Helocs

With high interest rates driving up the cost of borrowing money, more people are tapping the equity in their homes. The most common way to access it is through a home-equity lines of credit, or Helocs.

A Heloc works like a credit card, but since it is backed by your property it generally offers a much more favorable interest rate. The average Heloc rate is 7.7 percent, according to Bankrate.com (via the Wall Street Journal), compared with the average 19 percent on a credit card or a 10-plus percent average personal loan rate. Owners get a credit line based on their home equity, but don’t have to use all or even any of available funds. 

The ready access to money that Helocs provide can be particularly appealing during a time of economic uncertainty—as long as borrowers refrain from treating their home as an ATM. Lenders tend to tighten credit standards during a downturn so it may be wise to apply for a Heloc now if you’re worried about needing the funds later.

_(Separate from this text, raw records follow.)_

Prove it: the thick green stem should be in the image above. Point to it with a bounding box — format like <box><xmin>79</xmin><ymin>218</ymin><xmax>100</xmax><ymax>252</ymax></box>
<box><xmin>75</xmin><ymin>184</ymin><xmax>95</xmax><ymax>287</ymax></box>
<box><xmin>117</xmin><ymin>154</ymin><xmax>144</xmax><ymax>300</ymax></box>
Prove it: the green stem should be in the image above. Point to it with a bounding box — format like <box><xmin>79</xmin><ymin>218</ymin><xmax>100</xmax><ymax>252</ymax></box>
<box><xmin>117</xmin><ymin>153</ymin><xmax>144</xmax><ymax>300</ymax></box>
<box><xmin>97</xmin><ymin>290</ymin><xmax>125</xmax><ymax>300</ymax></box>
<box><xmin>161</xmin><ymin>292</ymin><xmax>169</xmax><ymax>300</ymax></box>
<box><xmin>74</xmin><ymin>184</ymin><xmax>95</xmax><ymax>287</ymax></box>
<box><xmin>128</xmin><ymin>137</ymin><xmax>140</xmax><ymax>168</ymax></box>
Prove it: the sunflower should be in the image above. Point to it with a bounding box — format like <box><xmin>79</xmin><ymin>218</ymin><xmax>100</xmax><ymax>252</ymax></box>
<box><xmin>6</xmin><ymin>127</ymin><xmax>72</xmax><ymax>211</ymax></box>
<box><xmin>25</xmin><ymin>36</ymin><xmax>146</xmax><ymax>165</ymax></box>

A Heloc is different from a home-equity loan, which typically has a fixed rate and gives borrowers a lump sum upfront. The interest rates on Helocs are typically variable, meaning they will fluctuate as interest raises change more broadly. Other factors go into the rate, including your credit score, debt-to-income ratio, and the amount you are seeking to borrow.

One of the most common uses for Helocs is to fund home-improvement projects, which have the added benefit of potentially increasing your home’s value. Interest payed for home improvements has the added benefit of being tax-deductible.